Painting Quality Explained

My opinion of painting quality:

First, we have unprimed. That's the state of the miniature out of the box -- either bare metal or plastic. To construct it properly, it should be assembled without noticeable glue puddles or marks, superglue fingerprints, and have flash and mold lines removed. This may be time consuming for some of Games Workshop's cheaper and more available miniatures, like the Space Marines from the Assault on Black Reach starter set.

Most problems of an unprimed miniature can be fixed quickly.

Next, we have a primed miniature, usually in white or black. This base color prepares a miniature for more paint. The primer layer is often spraypaint, so it can be overdone, obscuring detail.


Miniature stages: primed, basecoat, basecoat + wash, complete detail.

Miniatures primed in anything other than white, black, or gray are too specialized for purchase or sale on eBay, as they'll need to be stripped down by their new owner.

A large proportion of minis of the casual 40K player won't proceed beyond primer during their lifetime. Many pre-primed armies are available secondhand.

A basecoat is a layer of the largest areas of the miniature in their base colors. This is the minimum for some tournaments -- the "three color standard."
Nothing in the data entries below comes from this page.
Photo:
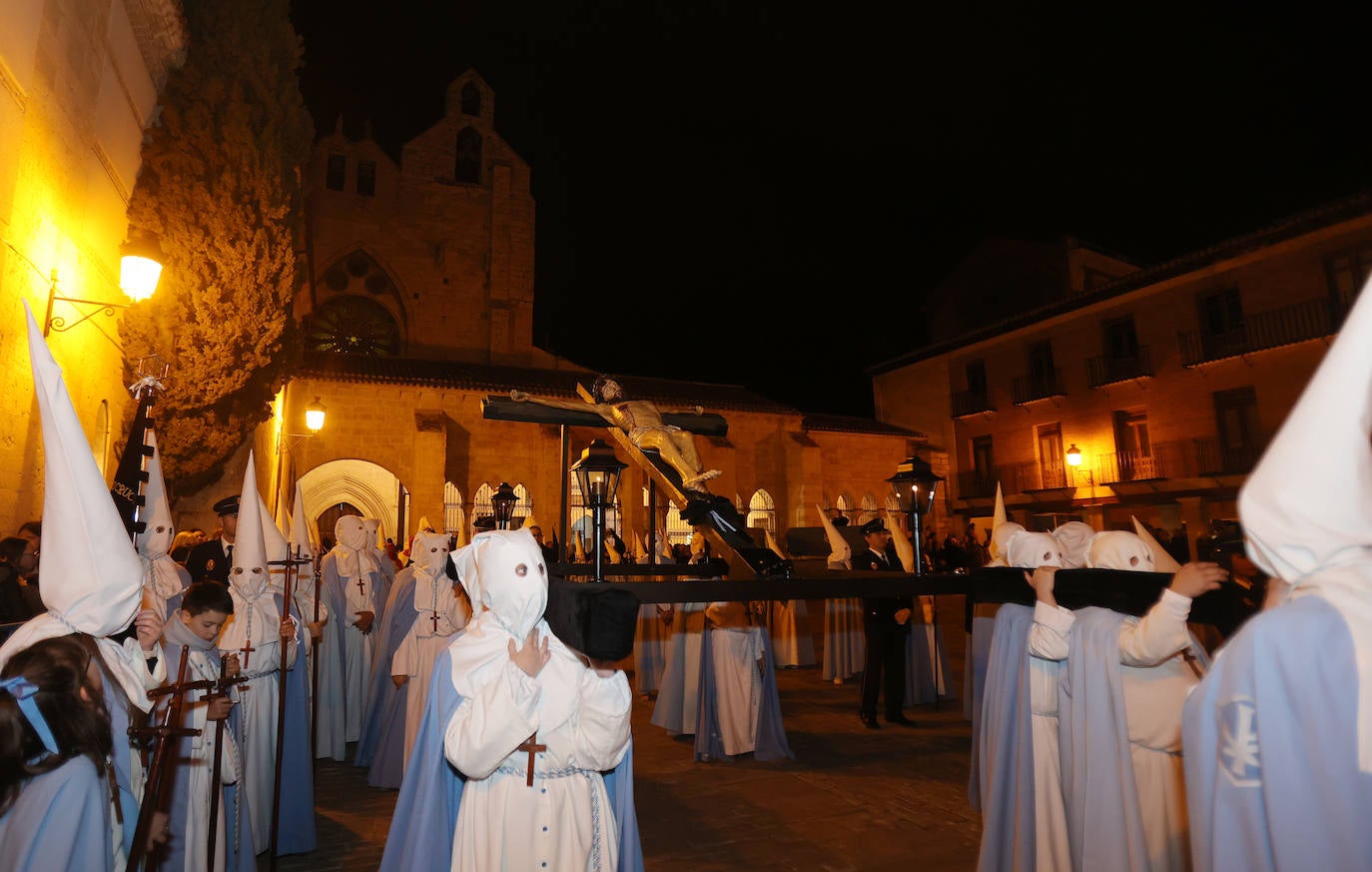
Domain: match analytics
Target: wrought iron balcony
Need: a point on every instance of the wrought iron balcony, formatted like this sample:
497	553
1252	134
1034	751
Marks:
1309	319
971	403
1033	388
1106	370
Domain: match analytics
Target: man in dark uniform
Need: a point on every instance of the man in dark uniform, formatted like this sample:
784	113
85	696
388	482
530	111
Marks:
887	625
210	560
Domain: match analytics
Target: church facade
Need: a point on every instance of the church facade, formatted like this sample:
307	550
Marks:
418	307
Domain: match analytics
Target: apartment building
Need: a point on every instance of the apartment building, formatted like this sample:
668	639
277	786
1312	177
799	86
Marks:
1145	393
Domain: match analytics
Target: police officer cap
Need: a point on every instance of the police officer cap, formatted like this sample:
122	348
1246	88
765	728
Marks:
228	505
876	524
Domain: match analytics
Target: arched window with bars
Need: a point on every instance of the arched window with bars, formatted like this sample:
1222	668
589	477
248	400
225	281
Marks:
453	512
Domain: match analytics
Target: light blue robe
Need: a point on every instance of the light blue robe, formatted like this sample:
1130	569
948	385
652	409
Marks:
1006	775
1272	748
425	812
59	821
771	733
381	746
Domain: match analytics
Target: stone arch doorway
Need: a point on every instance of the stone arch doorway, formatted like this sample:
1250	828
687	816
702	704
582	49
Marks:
355	487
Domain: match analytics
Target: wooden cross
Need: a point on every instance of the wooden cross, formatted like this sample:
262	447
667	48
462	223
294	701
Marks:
532	747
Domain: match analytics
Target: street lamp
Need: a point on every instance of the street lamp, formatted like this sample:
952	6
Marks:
914	484
502	501
597	473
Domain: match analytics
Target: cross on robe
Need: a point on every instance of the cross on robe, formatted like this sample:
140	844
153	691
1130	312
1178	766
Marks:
248	648
532	747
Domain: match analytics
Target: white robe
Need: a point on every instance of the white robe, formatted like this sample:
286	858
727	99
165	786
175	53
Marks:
424	643
1156	681
563	823
258	704
736	647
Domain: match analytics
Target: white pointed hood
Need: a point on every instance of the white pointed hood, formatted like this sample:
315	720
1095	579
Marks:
162	578
840	552
1073	541
92	582
1162	559
1306	509
1119	549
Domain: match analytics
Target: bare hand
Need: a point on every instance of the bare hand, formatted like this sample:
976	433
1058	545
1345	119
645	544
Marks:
150	627
1041	582
532	656
1195	578
219	709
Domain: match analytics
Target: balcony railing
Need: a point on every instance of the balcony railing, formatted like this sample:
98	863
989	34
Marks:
1310	319
971	403
1030	388
1165	460
1106	370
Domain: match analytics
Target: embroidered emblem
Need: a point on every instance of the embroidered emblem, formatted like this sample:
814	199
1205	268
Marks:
1239	743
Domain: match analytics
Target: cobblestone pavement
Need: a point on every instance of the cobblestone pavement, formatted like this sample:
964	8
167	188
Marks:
852	799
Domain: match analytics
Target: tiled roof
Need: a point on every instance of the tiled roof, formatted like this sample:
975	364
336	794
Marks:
1290	227
498	380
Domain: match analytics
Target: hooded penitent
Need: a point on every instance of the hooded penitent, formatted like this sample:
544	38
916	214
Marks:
1162	559
1073	542
162	579
1306	509
1031	549
433	589
92	577
1119	549
840	552
256	614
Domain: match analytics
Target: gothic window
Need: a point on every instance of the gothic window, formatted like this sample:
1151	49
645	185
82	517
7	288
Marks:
366	178
354	326
470	99
337	172
468	157
762	511
453	512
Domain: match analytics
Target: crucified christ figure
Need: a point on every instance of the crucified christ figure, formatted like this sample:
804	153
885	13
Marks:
642	421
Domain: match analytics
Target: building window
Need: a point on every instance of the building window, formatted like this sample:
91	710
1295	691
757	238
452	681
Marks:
337	173
1347	272
1133	450
470	99
1240	438
1048	438
762	511
468	157
453	512
366	178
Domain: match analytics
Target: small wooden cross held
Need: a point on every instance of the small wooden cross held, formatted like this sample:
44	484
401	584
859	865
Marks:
532	747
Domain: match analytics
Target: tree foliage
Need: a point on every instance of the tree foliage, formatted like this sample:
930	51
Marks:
220	189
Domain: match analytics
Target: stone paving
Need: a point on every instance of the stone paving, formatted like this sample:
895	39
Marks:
852	799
Anything more involved can be judged on quality and style.

Here's the Games Workshop sales photo of a Sisters of Battle Canoness:


This miniature is now the Queen of England.

This is display level, great for selling minis. 98% of miniatures are below this quality. As a sales photo, it's also shot on a medium format camera (like restaurant menus) and photoshopped.

Above this level is a Golden Demon-winning miniature. These are some of the few miniatures that can be sold for more than their retail value -- perhaps $50+ for a character mini. I'd consider this pre-Heresy Thousand Sons figure posted online to be of this quality.

Display-quality minis are sometimes sold separately on the web.

This is more common: a tabletop-quality figure.


Canoness from an eBay auction

Same figure, much lower quality. Everything is painted -- basecoat, some shading on the fur and robes, but no washes and few highlights. There's been no attempt to paint the eyes or shade the face or hair. This figure would look fine on the gaming table or from a few feet away.

Not to pick on others, here's my test miniature -- the first of the army -- for the Sisters of Battle. I'd call this tabletop or charitably, high tabletop quality.


Sisters of Battle test miniature

In the secondary market, tabletop minis need to match an existing army or be a complete army themselves. Everything else requires a bath in Simple Green and a vigorous scrubbing -- and that means a discount of 30% or more on the retail price.